In einem Raum im Haupthaus der Giardini widmet sich ein „Museum der alten Kolonie“ dem imperialen Verhältnis USA/ Puerto Rico. Das Foto eines guten Soldaten, der sich helfend zu einem nackten Jungen hinabbeugt, stellt in diesem Kontext die Frage, inwieweit man überhaupt „gut“ sein kann als Teil einer mörderischen Maschinerie.
Flucht ist kein Verbrechen
Im Zentrum stehen indessen Flucht und Migration. Am Eingang zu den Arsenale – einst Waffenschmiede des mediterranen Großreiches Venedig – kreuzt ein schwerbepackter Lastenträger von Yinka Shonibare („Refuge Astronaut“) mit seinem Hab und Gut den Weg der Besucherinnen und Besucher. Im Inneren erzählen Flüchtlinge aus allen Winkeln dieses Planeten in einer Serie von Videos von ihren Schicksalen. Und ein Raum ist angefüllt von großen Landkarten, zu und auf denen sie grafisch von ihren Odysseen berichten. Erst zusammengenommen werden sie von der Dokumentation zum Kunstwerk.
Die Biennale ist noch bis zum 24. November geöffnet und immer eine Reise wert. Das Tagesticket für Giardini und Arsenale (zusammen an einem Tag kaum zu bewältigen) kostet 20€, ein Dreitagesticket 40€. Dazu kommt für Tagesbesucher der Lagunenstadt neuerdings und vorerst eine Besuchsgebühr von 5€. Beides ist auch im Internet erhältlich und dann als QR-Code mitzuführen. Dass die Tagesgebühr nach jahrelangen Diskussionen und Vorbereitungen ausgerechnet am Nationalfeiertag und dem ersten langen Wochenende der Biennale testweise eingeführt wurde, ist für die Verwaltung kein Ruhmesblatt und führte zu chaotischen Zuständen an den Ankunftsmolen der Tagestouristen. Und dass ausgerechnet dort im Block und quasi flächendeckend die angekündigten „Stichproben“ vorgenommen wurden, verdankt sich wohl entweder Gedankenlosigkeit oder einem beabsichtigten Abschreckungseffekt. Kenner wählten eine etwas längere Alternativroute und umgingen die mutwillig provozierten Menschenknäuel am Kai elegant durch die engen Gassen, wo sie vielleicht in einem der lokalen Cafes noch einen Espresso und ein kleines Gebäck genossen – auch das findet man noch.

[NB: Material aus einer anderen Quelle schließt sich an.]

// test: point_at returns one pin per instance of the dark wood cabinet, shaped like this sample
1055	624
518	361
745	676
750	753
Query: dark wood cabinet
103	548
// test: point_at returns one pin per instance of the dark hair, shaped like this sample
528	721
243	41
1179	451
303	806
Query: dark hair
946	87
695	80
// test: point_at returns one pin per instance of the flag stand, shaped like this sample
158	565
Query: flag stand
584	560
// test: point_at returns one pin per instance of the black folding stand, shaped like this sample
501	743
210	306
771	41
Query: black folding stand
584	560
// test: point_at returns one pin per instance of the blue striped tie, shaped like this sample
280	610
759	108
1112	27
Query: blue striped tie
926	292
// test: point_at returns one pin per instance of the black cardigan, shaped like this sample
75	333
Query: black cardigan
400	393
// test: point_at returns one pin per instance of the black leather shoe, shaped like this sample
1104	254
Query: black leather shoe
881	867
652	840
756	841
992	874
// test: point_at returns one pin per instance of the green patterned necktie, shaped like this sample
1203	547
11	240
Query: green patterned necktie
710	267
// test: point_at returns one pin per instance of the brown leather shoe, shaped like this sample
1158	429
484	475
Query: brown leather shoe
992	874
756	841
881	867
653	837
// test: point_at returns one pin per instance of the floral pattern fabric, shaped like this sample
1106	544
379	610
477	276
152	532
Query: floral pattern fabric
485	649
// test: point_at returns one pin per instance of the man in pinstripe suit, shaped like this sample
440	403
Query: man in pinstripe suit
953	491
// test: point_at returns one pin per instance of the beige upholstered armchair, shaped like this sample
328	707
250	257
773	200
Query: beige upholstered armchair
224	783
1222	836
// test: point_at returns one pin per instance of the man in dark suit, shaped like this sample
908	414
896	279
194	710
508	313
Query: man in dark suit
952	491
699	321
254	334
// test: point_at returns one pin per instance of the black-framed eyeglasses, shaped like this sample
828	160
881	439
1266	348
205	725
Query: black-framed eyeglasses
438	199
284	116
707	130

Persönliches Highlight des Autors war eine aufwendige Videoprojektion des Schweizer Pavillons im Halbrund eines Himmelsgewölbes, eine Art ungemein selbstironischer Werbefilm einer „Super Superior Civilisation“. Gleichauf und von den meisten anderen Kommentatoren favorisiert ist der Österreichische Pavillon, bespielt von Anna Jermolaewa, die 1970 in Leningrad (UdSSR) geboren wurde und 1989 aus politischen Gründen aus der Sowjetunion fliehen musste. Ein Video von Proben zum Schwanensee-Ballett von Tschaikowski kann als Code für einen erwünschten Machtwechsel gelesen werden. Zu Sowjetzeiten wurde Schwanensee im Fernsehen oft in Phasen politischer Unruhe oder nach dem Tod eines Staatsoberhaupts gespielt – manchmal in Dauerschleife. Ein Raum mit verschiedenen Blumenarrangements ist alles andere als unschuldig: Sie stehen jeweils für eine Revolution. Nelken stehen für die portugiesische Revolution von 1974 und so weiter. Aufsehen erregen sechs Telefonzellen nicht nur bei jungen Besuchern, die gar nicht mehr wissen, was eine Telefonzelle überhaupt ist. Schon ihr Transport per Vaporetto auf den Kanälen Venedigs zu den Giardini war ein Spektakel. Sie stammen aus Traiskirchen. Für viele Flüchtlingen waren sie das Kommunikationsmittel in die alte Heimat. Auch für Anna Jermolaewa. In einem Video von einer Sitzbank im Westbahnhof erzählt sie von der Suche nach der bequemsten Schlafstellung. Die Nächte ihrer ersten Woche in Wien hatte sie dort zugebracht.